„Das Verhältnis zwischen Schule und Elternhaus ist seit Beginn der Schulpflicht von Konflikten durchdrungen.“ Doch der Bildungserfolg setzt eine gute Zusammenarbeit zwischen Lehrpersonen, Schulbehörden und Eltern voraus. Das ist eine Grundthese der Leiterin des Instituts „Bildung und Gesellschaft“ an der Pädagogischen Hochschule St. Gallen, Prof. Doris Edelmann. Doch diese Kooperation sei noch nicht selbstverständlich.
(SSF/im.) Doris Edelmann war Mitbegründerin und Leiterin des Universitären Zentrums für frühkindliche Bildung an der Universität Fribourg.
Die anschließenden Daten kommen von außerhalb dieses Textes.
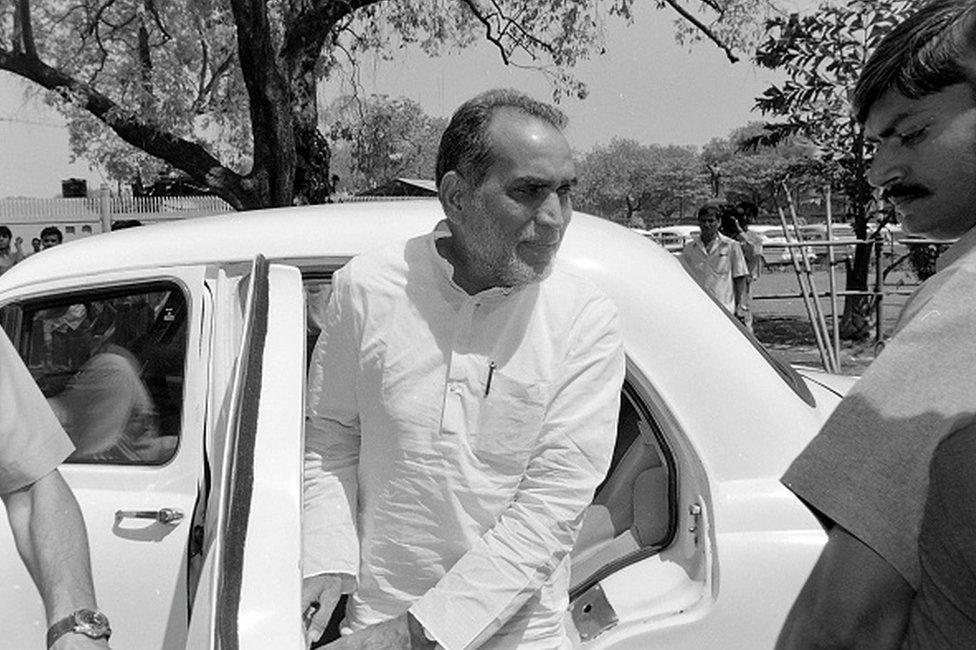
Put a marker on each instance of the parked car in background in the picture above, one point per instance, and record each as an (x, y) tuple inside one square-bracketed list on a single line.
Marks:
[(673, 238), (691, 541)]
Zur frühen Förderung von Kindern aus Familien mit Migrationshintergrund führte sie auch die Nationalfondsstudie CANDELA durch.
Spannungen und Unsicherheiten
Das Verhältnis zwischen Schule und Elternhaus ist geprägt von Unsicherheiten und Spannungen, so die Feststellung von Doris Edelmann an einer Fachtagung an der Universität Fribourg am 19. Juni 2015. Das war schon zur Zeit der Einführung der Schulpflicht nicht anders, als Kinder vielerorts noch für die Mitarbeit im Elternhaus eingesetzt wurden und die Schulpflicht diese Mitarbeit in Frage stellte. Eltern wurden damals per Strafandrohung gezwungen, die Kinder zur Schule zu schicken.
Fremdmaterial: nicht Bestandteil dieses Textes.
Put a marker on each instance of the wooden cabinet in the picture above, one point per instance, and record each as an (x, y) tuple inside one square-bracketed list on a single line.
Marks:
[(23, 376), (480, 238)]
Die Entwicklung der Gesellschaft stellt Schule und Eltern immer wieder vor neue Herausforderungen. Was geblieben ist: Bis heute hat die Mitarbeit der Eltern für die Lehrpersonen keine Priorität. Vielleicht weil die Erwartungen der Eltern an die Schule so unterschiedlich sind, je nach familiärem Hintergrund? Doch dieser und die Mitarbeit der Eltern wären eigentlich für den Bildungserfolg der Kinder entscheidend, findet Edelmann, Expertin für Kommunikation, Wirtschafts- und Organisationspsychologie.
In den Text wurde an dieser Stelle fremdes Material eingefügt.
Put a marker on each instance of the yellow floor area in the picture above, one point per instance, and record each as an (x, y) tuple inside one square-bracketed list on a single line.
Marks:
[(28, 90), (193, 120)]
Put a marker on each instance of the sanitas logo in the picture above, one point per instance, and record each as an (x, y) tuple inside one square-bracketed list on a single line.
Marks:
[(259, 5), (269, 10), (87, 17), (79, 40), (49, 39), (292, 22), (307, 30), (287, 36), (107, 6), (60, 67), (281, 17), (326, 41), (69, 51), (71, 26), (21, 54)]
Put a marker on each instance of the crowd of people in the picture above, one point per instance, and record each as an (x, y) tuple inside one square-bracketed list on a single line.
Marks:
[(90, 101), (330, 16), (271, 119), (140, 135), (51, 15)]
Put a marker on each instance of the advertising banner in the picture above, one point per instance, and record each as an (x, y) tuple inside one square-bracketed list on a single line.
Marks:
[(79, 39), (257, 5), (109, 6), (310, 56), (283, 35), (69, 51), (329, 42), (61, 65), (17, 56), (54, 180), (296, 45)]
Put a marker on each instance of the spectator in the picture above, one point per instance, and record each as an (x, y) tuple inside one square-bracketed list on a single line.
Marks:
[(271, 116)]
Kinder zwischen unterschiedlichen Welten
Heute treten Eltern in der Schule selbstbewusster auf und melden ihren Anspruch nach Mitsprache und Kooperation an. Die Kinder sind oft zwei ganz unterschiedlichen Erziehungsstilen ausgesetzt. Während in der Schule gesetzte Regeln gelten und durchgesetzt werden, herrscht zuhause ein demokratischer Erziehungsstil: die Kinder haben Mitsprache, Regeln werden ausgehandelt. Das führt zu Problemen, wenn die Kommunikation zwischen Schule und Eltern nicht funktioniert.
„Innovative Elternarbeit“
Doris Edelmann spricht von innovativer Elternarbeit und nennt als Qualitätsmerkmal solcher Zusammenarbeit: zum Beispiel eine Willkommens- und Begegnungskultur. Willkommensrituale könnten Kindern den Einstieg in die Schule erleichtern. Oder eine „vielfältige und respektvolle Kommunikation“ könnte die Zusammenarbeit der Schule mit den Eltern durch regelmässige Information und den Einbezug in Entscheidungen prägen. Und sie könnte den Eltern die Unterstützung ihrer Kinder erleichtern. Dazu könnten auch Schlüsselpersonen bestimmt werden, um bildungsferne Eltern besser zu erreichen. Edelmann spricht von einer strukturierten Erziehungs- und Bildungskooperation. Dazu könnten Angebote der Elternbildung kommen. Diese dürften aber nicht den Charakter von Elternbelehrung haben, sondern müssten dazu dienen, die Kooperation zu verbessern.
Doris Edelmann plädiert für eine „Partnerschaft zwischen Schule und Eltern auf Augenhöhe“. Dazu seien auch bestehende Bildungsbarrieren abzubauen und die Perspektive der Kinder einzubeziehen. Noch fehlen aber in den Schulgesetzen Bestimmungen, die eine solche Partnerschaft und Mitbestimmung einfordern.